Failure Symptom Detection Recovery
Certificate expired All gRPC connections fail with TLS handshake error Certificate monitoring alerts; connection error rate spikes to 100% Renew certificate; consider cert-manager with automatic renewal
ACL missing new service identity New service cannot call any RPCs; receives PermissionDenied Service deployment fails health checks; logs show PermissionDenied for the new service Add the service identity to the methodACL map and redeploy
MaxRecvMsgSize too small Legitimate large requests fail with ResourceExhausted Application logs show ResourceExhausted for specific RPCs; client error reports Increase limit per-method using grpc.MaxRecvMsgSize in the handler registration
No deadline set by client Server goroutines accumulate; memory grows; eventually OOM Goroutine count in metrics increases steadily; memory usage climbs without releasing Deploy the DeadlineInterceptor to enforce server-side maximums; fix clients to set deadlines
Keepalive too aggressive Clients on high-latency networks get disconnected Connection resets from clients in remote regions; increased reconnection rate Increase MinTime in KeepaliveEnforcementPolicy; adjust based on client network conditions

When to Consider a Managed Alternative

Transition point: When managing certificates, interceptors, and per-method ACLs across 20+ gRPC services becomes a full-time maintenance task, or when you need consistent security policy enforcement that cannot rely on every service team correctly implementing interceptors.

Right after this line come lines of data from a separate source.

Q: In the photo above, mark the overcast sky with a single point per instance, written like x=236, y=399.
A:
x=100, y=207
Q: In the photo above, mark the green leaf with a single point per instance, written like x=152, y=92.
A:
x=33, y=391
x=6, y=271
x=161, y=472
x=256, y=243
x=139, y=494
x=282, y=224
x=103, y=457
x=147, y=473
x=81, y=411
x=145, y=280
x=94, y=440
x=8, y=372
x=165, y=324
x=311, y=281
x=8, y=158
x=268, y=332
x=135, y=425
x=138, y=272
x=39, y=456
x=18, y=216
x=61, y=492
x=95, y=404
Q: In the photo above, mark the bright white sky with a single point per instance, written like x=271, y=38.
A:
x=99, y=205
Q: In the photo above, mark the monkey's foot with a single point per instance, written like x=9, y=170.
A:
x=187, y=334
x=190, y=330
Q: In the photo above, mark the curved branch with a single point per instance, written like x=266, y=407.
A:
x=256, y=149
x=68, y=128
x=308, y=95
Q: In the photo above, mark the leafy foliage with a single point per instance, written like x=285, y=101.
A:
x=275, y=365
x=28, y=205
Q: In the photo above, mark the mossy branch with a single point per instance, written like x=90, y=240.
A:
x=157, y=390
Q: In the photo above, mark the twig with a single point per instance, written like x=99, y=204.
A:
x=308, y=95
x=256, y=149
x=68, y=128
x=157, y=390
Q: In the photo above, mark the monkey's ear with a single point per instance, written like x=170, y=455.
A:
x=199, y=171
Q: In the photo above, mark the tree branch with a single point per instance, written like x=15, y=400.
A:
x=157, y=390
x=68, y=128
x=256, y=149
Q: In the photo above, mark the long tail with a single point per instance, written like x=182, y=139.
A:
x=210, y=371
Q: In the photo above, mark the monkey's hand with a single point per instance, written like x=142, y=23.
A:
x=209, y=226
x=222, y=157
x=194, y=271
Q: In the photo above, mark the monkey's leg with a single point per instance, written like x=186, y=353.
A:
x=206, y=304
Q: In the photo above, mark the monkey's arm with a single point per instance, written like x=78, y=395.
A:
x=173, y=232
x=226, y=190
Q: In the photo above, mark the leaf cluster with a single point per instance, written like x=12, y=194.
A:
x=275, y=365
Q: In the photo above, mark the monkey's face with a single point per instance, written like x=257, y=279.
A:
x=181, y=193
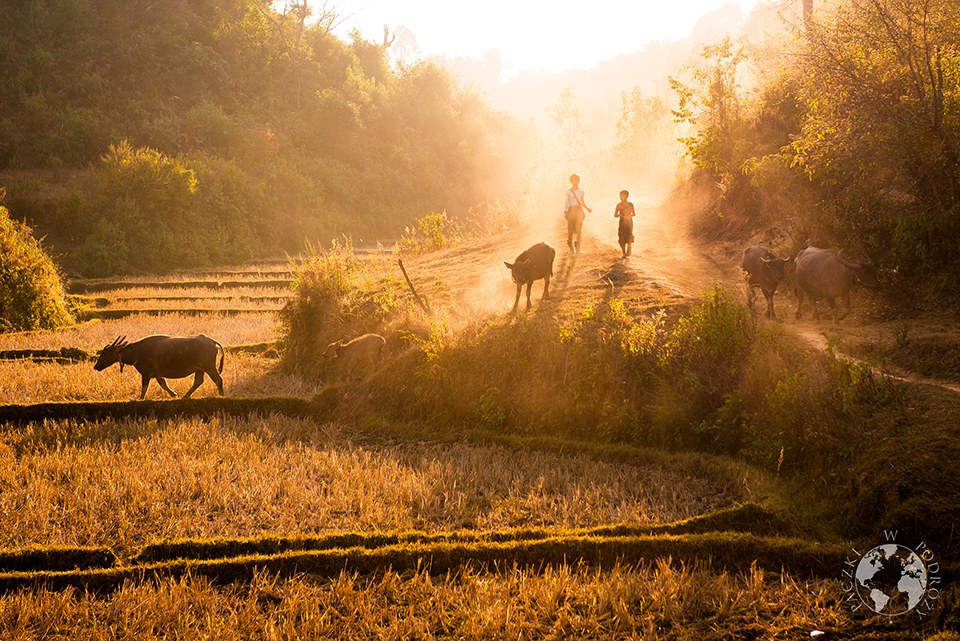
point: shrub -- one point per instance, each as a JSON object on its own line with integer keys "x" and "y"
{"x": 31, "y": 290}
{"x": 430, "y": 233}
{"x": 331, "y": 301}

What managed alternatives handle:

  • Service mesh (Istio, Linkerd): Automatic mTLS between all services without application code changes. Sidecar proxies handle TLS termination, certificate rotation, and mutual authentication. Istio AuthorizationPolicy provides per-method access control declaratively, without modifying application interceptors.

  • Sysdig (#122): Runtime monitoring for gRPC traffic patterns, detecting anomalous RPC calls, unexpected callers, and unusual message sizes. Provides visibility into service-to-service communication that application-level logging may miss.

What you still control: Business logic authorization (which user can delete which resource), request validation (is this protobuf message semantically valid), and application-level rate limiting based on business rules remain in your application code regardless of mesh or monitoring provider.